Pope Francis waves his hand during the Angelus prayer held from a window at Saint Peter's Square, Vatican, October 25, 2020. REUTERS/Remo Casilli

VATICAN CITY (Reuters) - Pope Francis named 13 new Roman Catholic cardinals on Sunday, including nine who are eligible to enter a conclave to elect his successor after his death or resignation.

The new cardinal electors, whom the pope listed in a surprise announcement while addressing pilgrims from his window overlooking St. Peter's Square, include Archbishop Wilton Gregory of Washington D.C. He will become the first African-American to hold the rank.

The 13 new cardinals will be elevated to the high rank at a ceremony known as a consistory at the Vatican on Nov. 28, and the selection of more cardinal electors increases the possibility that the next pope will be someone who will continue Francis' policies.

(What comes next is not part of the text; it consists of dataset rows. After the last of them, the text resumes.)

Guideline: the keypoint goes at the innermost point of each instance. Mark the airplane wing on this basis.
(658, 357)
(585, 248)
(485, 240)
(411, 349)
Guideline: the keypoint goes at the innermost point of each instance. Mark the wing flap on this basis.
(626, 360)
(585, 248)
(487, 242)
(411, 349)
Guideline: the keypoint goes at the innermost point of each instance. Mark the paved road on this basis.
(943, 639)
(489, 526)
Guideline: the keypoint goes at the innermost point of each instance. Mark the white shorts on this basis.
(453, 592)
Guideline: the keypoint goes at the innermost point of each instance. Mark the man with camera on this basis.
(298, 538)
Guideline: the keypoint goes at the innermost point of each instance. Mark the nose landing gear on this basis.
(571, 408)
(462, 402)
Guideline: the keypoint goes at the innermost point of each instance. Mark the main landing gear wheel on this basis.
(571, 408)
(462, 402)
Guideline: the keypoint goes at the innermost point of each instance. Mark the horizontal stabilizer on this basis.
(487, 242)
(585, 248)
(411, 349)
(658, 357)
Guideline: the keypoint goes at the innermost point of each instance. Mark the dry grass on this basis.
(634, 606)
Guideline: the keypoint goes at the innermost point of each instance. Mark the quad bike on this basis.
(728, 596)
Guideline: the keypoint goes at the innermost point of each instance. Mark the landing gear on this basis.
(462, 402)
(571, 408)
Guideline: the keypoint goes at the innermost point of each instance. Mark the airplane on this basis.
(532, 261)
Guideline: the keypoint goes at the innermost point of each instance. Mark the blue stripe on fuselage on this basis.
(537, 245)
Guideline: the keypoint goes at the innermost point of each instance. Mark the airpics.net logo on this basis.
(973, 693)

Francis has now appointed about 57% of cardinal electors, whose number rises to about 128 with the naming of the new cardinals. The others were appointed by Francis' two more conservative predecessors, Pope Benedict XVI and Pope John Paul II.

Church rules usually limit the number of cardinal electors to 120 but popes have bent that limit by naming more.

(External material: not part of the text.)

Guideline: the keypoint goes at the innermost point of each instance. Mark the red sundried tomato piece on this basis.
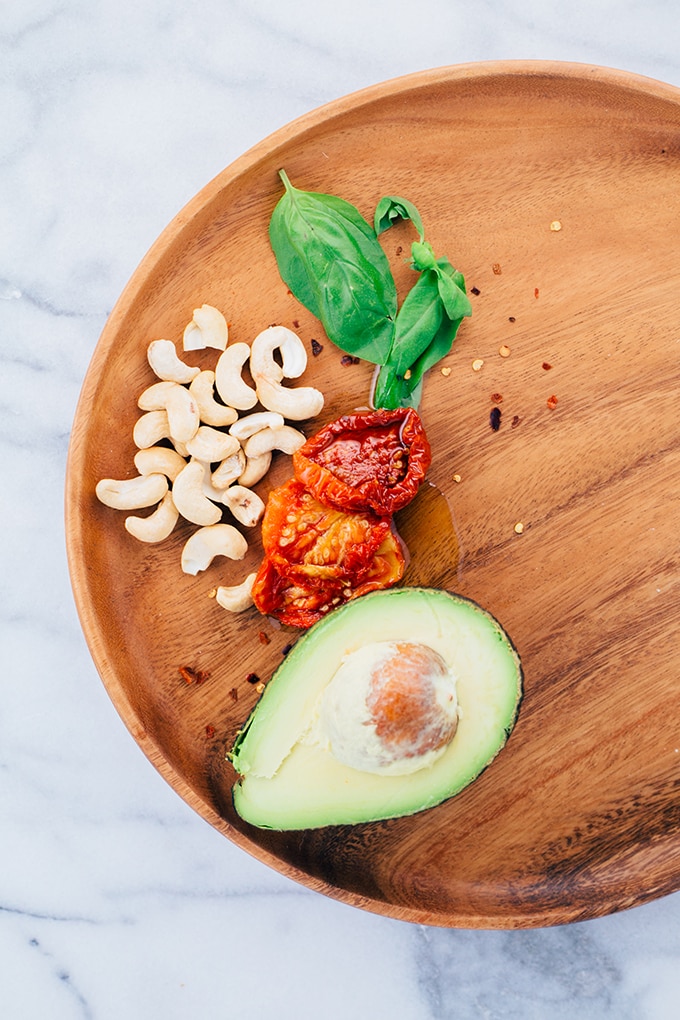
(300, 601)
(370, 460)
(309, 542)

The nine new electors come from Italy, Africa, the United States, Rwanda, the Philippines, Chile and Brunei.

The four non-electors, who will not be allowed to enter a conclave because they are over the age of 80, are being elevated to the high rank because of their long service to the Church.

They include Archbishop Silvano Tomasi, an Italian who has worked around the world and is one of the Church's top experts on immigration.